Do incydentu doszło około godziny 19. czasu lokalnego. Nikt nie odniósł obrażeń. Podejrzewa się, że za nieudanym zamachem stoi któraś z rozłamowych grup republikańskich.
Według szefa północnirlandzkiej policji (PSNI - Police Service of Northern Ireland) Matta Baggotta, bomba mogła wywołać duże spustoszenia i pociągnąć za sobą ofiary w ludziach, gdyby została prawidłowo zdetonowana.
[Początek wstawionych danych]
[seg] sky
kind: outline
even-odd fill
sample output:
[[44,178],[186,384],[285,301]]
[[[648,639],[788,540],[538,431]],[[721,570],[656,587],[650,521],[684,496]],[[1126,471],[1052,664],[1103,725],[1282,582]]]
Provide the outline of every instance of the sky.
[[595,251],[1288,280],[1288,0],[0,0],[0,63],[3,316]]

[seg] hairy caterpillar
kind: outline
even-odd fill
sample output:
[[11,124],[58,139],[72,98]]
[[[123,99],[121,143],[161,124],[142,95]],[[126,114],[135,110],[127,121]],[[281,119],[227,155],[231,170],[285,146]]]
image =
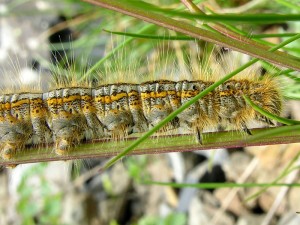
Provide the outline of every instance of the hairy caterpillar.
[[[120,139],[145,132],[214,82],[216,71],[208,72],[207,68],[201,71],[194,73],[192,79],[179,75],[177,81],[160,77],[138,83],[123,77],[115,79],[115,83],[96,85],[80,83],[74,78],[66,81],[59,76],[56,88],[46,92],[3,92],[1,156],[10,159],[27,144],[52,142],[55,152],[63,155],[83,139]],[[70,85],[65,86],[66,83]],[[277,81],[269,76],[259,79],[253,70],[248,70],[187,108],[163,130],[183,128],[199,135],[222,125],[249,133],[247,126],[253,120],[272,124],[246,105],[243,95],[270,113],[281,113]]]

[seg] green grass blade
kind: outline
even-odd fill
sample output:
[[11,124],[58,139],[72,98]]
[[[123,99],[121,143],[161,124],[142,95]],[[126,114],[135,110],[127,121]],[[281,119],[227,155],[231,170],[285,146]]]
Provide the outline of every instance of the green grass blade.
[[286,119],[277,115],[274,115],[272,113],[269,113],[268,111],[260,108],[258,105],[254,104],[250,98],[248,96],[243,96],[245,101],[247,102],[248,105],[250,105],[255,111],[259,112],[260,114],[272,119],[272,120],[276,120],[280,123],[286,124],[286,125],[296,125],[296,124],[300,124],[300,121],[297,120],[291,120],[291,119]]
[[[148,9],[143,9],[140,7],[136,7],[132,4],[131,1],[110,1],[110,0],[85,0],[89,3],[115,10],[126,15],[130,15],[136,17],[138,19],[142,19],[144,21],[157,24],[159,26],[184,33],[190,37],[194,37],[197,39],[202,39],[208,42],[212,42],[224,47],[231,48],[236,51],[240,51],[251,56],[254,56],[259,59],[263,59],[274,63],[279,66],[284,66],[287,68],[295,69],[300,71],[300,60],[293,56],[283,56],[278,52],[270,53],[265,50],[265,48],[259,46],[253,46],[247,43],[247,41],[242,40],[232,40],[231,38],[225,37],[221,34],[217,34],[208,30],[204,30],[198,27],[195,27],[191,24],[188,24],[183,21],[175,20],[154,12],[149,11]],[[299,35],[295,35],[295,40],[300,37]],[[248,39],[247,39],[248,40]]]

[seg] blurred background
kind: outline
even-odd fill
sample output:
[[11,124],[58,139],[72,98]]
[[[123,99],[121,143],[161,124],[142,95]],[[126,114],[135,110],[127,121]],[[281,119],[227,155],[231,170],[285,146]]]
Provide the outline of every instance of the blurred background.
[[[185,8],[174,0],[148,2],[161,8]],[[197,2],[200,8],[218,13],[300,11],[297,0]],[[181,71],[189,70],[189,57],[197,55],[193,49],[214,48],[201,41],[136,38],[104,62],[105,56],[129,38],[103,29],[131,33],[145,29],[148,34],[163,36],[175,33],[75,0],[0,0],[0,15],[0,85],[5,90],[18,83],[38,86],[44,91],[50,86],[53,70],[80,76],[95,65],[96,71],[109,65],[109,71],[121,73],[123,65],[134,62],[138,75],[142,75],[156,61],[157,52],[175,60]],[[287,34],[299,33],[300,23],[247,23],[239,24],[238,28],[249,36]],[[285,38],[275,35],[261,40],[278,44]],[[299,41],[284,50],[299,57]],[[189,56],[184,52],[189,52]],[[126,57],[115,62],[114,56],[118,54]],[[201,58],[205,57],[201,52]],[[243,55],[241,60],[246,62],[249,57]],[[95,73],[90,76],[94,79]],[[286,78],[290,79],[290,88],[285,90],[288,98],[284,114],[299,120],[299,73],[289,76],[295,79]],[[101,82],[101,78],[95,79]],[[296,143],[129,156],[101,174],[99,169],[106,159],[0,168],[0,224],[300,224],[299,147]],[[250,185],[226,188],[225,182]],[[291,186],[276,186],[278,182]],[[220,183],[223,187],[200,189],[184,183]],[[267,183],[269,187],[258,187],[258,183]]]

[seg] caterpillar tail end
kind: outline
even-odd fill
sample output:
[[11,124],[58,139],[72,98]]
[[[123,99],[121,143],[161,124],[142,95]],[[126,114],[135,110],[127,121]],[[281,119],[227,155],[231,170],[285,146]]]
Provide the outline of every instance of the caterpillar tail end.
[[16,155],[17,149],[11,144],[5,144],[1,151],[1,158],[4,160],[10,160]]

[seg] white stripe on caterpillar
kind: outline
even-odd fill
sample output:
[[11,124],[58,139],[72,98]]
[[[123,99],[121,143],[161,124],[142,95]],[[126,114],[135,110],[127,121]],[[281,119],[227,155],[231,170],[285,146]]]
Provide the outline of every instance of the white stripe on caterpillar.
[[[164,79],[2,94],[2,158],[10,159],[26,144],[49,142],[48,136],[55,152],[62,155],[84,138],[120,139],[144,132],[211,84],[206,80]],[[270,113],[280,115],[282,111],[276,80],[268,76],[262,80],[231,79],[184,110],[163,130],[188,128],[202,132],[220,124],[245,130],[249,121],[268,122],[246,105],[243,95]]]

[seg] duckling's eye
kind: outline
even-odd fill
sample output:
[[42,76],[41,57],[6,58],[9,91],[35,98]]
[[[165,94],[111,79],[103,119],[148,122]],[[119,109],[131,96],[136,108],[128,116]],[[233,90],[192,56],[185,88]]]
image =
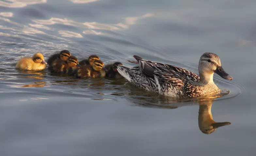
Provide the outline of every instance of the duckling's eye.
[[69,61],[71,61],[71,62],[73,62],[73,63],[75,63],[75,64],[76,64],[76,63],[76,63],[75,62],[75,61],[73,61],[73,60],[69,60]]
W innym incydencie, do którego doszło w nocy z soboty na niedzielę, ulsterska policja aresztowała trzy osoby po tym, jak ostrzelano posterunek policji w hrabstwie Fermanagh. Policja odpowiedziała ogniem. Nie ma doniesień o rannych. Celem ataku miał być miejscowy policjant.
Nie ulega wątpliwości, że sprawcy tych ataków usiłują podkopać polityczny proces w Irlandii Północnej - uważa minister Paul Goggins, odpowiedzialny za bezpieczeństwo w rządzie prowincji. Goggins nazwał ataki "zuchwałymi", a ich sprawców garstką, usiłującą sterroryzować ogromną większość ludzi pragnących pokoju.